Le d est souvent une lettre euphonique : par exemple, on dit prosum profui, etc. sans interposer aucune lettre entre pro et sum ; mais quand ce verbe commence par une voyelle on ajoute le d après pro. Ainsi on dit, pro-d-es, pro-d-ero, pro-d-esse : c'est le mécanisme des organes de la parole qui fait ajouter ces lettres euphoniques, sans quoi il y aurait un bâillement ou hiatus, à cause de la rencontre de la voyelle qui finit le mot, avec celle qui commence le mot suivant. De-là vient que l'on trouve dans les auteurs mederga, qu'on devrait écrire me-d-ergà, c'est-à-dire erga me. C'est ce qui fait croire à Muret que dans ce vers d'Horace.

Omnem crede diem tibi diluxisse supremum.

I. epist. IVe vers. 13.

Horace avait écrit, tibid iluxisse, d'où on a fait dans la suite diluxisse.

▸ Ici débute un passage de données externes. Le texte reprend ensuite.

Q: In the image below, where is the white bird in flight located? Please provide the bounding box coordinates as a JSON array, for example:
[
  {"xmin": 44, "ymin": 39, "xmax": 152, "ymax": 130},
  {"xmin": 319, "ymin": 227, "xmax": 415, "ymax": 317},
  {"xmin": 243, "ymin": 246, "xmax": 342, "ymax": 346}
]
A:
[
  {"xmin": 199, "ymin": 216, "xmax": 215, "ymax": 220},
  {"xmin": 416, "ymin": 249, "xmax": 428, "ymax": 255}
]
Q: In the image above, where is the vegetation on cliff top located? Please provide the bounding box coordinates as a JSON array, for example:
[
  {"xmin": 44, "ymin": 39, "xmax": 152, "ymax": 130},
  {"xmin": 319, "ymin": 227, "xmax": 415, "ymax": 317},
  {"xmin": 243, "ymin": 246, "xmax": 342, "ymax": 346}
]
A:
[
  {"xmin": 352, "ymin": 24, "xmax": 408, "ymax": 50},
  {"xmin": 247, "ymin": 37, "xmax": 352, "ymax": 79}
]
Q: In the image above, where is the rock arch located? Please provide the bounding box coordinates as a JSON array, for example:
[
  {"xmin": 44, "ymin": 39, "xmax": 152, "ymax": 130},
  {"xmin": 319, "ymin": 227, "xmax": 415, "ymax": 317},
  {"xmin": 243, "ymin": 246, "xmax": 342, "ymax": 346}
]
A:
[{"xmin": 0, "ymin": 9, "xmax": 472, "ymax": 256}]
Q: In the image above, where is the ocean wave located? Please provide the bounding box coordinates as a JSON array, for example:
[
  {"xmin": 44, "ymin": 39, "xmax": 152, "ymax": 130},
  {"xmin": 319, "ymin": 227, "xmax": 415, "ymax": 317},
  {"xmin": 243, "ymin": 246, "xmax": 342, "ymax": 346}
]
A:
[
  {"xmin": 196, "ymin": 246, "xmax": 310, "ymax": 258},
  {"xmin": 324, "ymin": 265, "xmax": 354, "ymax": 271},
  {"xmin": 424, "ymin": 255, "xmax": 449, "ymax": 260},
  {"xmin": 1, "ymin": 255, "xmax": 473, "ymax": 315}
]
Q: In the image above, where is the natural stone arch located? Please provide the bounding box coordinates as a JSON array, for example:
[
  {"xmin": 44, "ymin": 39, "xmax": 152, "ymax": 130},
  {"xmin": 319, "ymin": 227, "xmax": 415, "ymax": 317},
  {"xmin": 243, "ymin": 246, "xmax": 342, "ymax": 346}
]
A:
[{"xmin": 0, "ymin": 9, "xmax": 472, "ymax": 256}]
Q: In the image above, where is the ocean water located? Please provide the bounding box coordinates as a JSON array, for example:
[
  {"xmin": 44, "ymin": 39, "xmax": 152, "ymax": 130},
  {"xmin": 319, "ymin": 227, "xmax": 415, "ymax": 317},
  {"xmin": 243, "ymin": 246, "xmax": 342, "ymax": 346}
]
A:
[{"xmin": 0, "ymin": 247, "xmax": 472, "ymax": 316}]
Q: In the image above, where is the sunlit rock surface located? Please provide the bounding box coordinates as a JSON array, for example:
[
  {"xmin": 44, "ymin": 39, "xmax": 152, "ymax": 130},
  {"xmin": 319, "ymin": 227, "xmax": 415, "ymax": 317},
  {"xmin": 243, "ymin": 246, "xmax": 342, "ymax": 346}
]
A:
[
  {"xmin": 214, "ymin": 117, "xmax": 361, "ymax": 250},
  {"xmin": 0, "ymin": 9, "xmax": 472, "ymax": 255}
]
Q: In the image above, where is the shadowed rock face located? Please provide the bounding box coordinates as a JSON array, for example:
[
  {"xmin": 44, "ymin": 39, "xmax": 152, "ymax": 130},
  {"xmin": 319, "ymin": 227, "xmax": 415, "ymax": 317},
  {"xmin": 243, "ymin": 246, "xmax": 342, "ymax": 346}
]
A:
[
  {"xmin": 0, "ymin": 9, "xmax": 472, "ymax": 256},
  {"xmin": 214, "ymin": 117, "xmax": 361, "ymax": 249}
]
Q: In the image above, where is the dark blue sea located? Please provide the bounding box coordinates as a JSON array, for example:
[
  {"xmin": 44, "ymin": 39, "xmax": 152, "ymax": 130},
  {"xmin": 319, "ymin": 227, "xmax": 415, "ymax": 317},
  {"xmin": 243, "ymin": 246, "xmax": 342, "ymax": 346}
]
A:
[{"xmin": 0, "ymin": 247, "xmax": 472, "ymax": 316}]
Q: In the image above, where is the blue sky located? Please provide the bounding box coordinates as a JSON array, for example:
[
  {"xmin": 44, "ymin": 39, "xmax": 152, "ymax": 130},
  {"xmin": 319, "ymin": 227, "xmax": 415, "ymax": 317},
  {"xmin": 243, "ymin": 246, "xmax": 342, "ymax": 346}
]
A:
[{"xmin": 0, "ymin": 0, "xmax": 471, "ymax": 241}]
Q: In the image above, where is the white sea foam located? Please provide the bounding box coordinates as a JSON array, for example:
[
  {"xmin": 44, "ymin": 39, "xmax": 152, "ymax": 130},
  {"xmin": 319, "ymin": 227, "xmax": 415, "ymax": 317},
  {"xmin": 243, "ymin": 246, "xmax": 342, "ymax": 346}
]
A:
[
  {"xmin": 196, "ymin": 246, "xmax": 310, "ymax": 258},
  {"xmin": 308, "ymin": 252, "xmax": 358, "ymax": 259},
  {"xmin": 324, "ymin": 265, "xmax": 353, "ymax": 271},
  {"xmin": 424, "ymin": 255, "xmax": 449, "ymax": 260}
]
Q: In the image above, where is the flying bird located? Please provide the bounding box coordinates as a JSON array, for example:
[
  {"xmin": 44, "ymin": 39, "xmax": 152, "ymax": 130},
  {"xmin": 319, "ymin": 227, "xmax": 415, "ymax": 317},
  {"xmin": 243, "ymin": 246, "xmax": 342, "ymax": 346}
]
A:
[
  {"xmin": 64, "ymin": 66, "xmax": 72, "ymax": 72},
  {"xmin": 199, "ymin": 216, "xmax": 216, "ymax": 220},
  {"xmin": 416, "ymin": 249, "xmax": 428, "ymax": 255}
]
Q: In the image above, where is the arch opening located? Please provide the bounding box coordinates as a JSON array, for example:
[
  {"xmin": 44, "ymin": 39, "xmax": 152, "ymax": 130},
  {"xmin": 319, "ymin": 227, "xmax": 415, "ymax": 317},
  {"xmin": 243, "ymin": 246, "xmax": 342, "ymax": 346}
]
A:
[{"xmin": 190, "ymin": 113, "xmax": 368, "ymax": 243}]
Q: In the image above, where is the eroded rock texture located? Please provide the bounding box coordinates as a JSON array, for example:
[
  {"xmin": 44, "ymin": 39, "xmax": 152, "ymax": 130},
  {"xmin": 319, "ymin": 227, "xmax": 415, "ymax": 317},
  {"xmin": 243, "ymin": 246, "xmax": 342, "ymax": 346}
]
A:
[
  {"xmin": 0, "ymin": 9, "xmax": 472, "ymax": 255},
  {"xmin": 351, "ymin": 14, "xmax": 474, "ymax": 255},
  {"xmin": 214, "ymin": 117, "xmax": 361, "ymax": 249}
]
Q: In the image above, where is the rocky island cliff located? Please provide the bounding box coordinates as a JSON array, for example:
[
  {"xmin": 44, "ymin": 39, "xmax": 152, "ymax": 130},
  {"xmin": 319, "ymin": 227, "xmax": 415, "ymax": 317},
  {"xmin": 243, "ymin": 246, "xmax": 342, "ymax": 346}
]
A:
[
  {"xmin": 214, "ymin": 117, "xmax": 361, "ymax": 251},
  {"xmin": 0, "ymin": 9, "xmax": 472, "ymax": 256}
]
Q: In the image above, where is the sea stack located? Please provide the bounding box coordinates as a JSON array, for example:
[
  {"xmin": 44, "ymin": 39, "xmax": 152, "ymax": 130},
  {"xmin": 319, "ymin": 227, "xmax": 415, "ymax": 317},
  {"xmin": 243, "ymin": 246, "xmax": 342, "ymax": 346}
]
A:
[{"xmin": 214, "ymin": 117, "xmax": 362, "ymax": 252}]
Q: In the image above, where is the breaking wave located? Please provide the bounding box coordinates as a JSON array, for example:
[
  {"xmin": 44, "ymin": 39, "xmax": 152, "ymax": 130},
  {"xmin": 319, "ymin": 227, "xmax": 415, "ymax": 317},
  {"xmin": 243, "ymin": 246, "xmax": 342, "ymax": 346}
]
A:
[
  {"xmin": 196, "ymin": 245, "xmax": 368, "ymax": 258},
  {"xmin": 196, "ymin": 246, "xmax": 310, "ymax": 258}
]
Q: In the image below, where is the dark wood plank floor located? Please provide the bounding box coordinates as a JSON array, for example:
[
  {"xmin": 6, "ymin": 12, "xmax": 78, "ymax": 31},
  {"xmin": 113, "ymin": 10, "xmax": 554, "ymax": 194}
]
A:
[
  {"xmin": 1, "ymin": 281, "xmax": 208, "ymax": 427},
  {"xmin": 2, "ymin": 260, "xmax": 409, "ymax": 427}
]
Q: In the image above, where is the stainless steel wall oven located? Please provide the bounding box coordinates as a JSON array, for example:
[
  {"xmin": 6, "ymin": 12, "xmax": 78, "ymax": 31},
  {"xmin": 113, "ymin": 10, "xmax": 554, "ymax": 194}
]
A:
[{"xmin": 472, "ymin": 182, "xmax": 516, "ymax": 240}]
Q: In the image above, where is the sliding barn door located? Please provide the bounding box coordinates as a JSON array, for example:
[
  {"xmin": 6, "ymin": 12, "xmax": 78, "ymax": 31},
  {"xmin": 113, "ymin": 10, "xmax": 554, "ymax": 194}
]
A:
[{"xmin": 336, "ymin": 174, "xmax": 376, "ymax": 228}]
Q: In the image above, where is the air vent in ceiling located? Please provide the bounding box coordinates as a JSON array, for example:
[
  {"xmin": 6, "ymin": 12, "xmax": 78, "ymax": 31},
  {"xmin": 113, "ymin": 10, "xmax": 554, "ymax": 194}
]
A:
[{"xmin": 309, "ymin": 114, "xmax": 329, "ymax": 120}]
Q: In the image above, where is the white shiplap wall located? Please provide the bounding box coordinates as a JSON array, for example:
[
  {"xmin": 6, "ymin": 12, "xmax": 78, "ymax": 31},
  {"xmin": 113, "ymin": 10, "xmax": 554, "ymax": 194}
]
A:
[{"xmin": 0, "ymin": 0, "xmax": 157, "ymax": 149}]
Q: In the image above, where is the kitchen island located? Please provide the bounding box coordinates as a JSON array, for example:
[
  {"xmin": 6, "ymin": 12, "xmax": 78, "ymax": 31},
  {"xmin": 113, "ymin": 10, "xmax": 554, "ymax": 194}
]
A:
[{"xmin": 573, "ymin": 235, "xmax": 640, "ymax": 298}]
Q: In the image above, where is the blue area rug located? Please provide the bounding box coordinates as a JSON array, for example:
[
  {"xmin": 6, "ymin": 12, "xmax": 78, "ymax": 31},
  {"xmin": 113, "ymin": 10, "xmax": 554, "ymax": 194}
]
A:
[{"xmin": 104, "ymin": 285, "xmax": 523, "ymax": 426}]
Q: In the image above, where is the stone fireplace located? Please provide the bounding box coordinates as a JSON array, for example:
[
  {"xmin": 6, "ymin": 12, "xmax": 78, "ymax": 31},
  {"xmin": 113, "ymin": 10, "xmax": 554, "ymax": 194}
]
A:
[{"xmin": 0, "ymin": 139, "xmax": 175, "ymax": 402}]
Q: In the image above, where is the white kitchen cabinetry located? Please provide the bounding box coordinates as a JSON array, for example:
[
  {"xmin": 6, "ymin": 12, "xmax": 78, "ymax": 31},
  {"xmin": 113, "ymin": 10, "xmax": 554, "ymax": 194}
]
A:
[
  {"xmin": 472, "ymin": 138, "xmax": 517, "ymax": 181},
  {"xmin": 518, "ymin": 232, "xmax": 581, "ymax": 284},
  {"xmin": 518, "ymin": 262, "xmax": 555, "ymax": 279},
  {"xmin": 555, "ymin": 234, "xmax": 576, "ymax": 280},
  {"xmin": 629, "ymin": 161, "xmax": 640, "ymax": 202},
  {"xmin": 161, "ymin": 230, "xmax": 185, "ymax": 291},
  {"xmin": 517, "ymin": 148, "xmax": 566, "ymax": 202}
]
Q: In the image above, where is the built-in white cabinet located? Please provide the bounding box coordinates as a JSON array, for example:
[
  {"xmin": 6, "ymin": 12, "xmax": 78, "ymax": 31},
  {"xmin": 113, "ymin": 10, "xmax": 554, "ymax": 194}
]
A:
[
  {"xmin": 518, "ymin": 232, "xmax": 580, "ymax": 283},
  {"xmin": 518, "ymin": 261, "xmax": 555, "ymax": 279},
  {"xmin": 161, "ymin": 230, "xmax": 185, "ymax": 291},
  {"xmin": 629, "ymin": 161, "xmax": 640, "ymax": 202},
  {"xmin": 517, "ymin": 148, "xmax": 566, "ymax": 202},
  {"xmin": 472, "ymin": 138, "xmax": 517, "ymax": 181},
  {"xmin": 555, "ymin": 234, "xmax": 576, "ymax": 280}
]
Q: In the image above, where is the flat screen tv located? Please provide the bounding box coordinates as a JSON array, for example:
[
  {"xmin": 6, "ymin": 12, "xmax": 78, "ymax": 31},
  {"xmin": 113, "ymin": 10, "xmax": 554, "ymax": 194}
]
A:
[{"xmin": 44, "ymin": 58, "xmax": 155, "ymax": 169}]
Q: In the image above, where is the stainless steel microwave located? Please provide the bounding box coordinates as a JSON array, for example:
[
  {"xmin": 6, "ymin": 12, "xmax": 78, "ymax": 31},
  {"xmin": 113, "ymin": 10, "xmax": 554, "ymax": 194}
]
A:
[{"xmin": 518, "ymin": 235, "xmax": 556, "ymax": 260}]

Le d et le t se forment dans la bouche par un mouvement à-peu-près semblable de la langue vers les dents : le d est la faible du t et le t est la forte du d ; ce qui fait que ces lettres se trouvent souvent l'une pour l'autre, et que lorsqu'un mot finit par un d, si le suivant commence par une voyelle, le d se change en t, parce qu'on appuye pour le joindre au mot suivant ; ainsi on prononce gran-t-homme, le froi-t-est rude, ren-t-il, de fon-t-en comble, quoiqu'on écrive grand homme, le froid est rude, rend-il, de fond en comble.

Mais si le mot qui suit le d est féminin, alors le d étant suivi du mouvement faible qui forme l'e muet, et qui est le signe du genre féminin, il arrive que le d est prononcé dans le temps même que l'e muet Ve se perdre dans la voyelle qui le suit ; ainsi on dit, grand'ardeur, gran-d'ame, &c.

C'est en conséquence du rapport qu'il y a entre le d et le t, que l'on trouve souvent dans les anciens et dans les inscriptions, quit pour quid, at pour ad, set pour sed, haut pour haud, adque pour atque, &c.

Nos pères prononçaient advis, advocat, addition, etc. ainsi ils écrivaient avec raison advis, advocat, addition, etc. Nous prononçons aujourd'hui avis, avocat ; adition ; nous aurions donc tort d'écrire ces mots avec un d. Quand la raison de la loi cesse, disent les jurisconsultes, la loi cesse aussi : cessante ratione legis, cessat lex.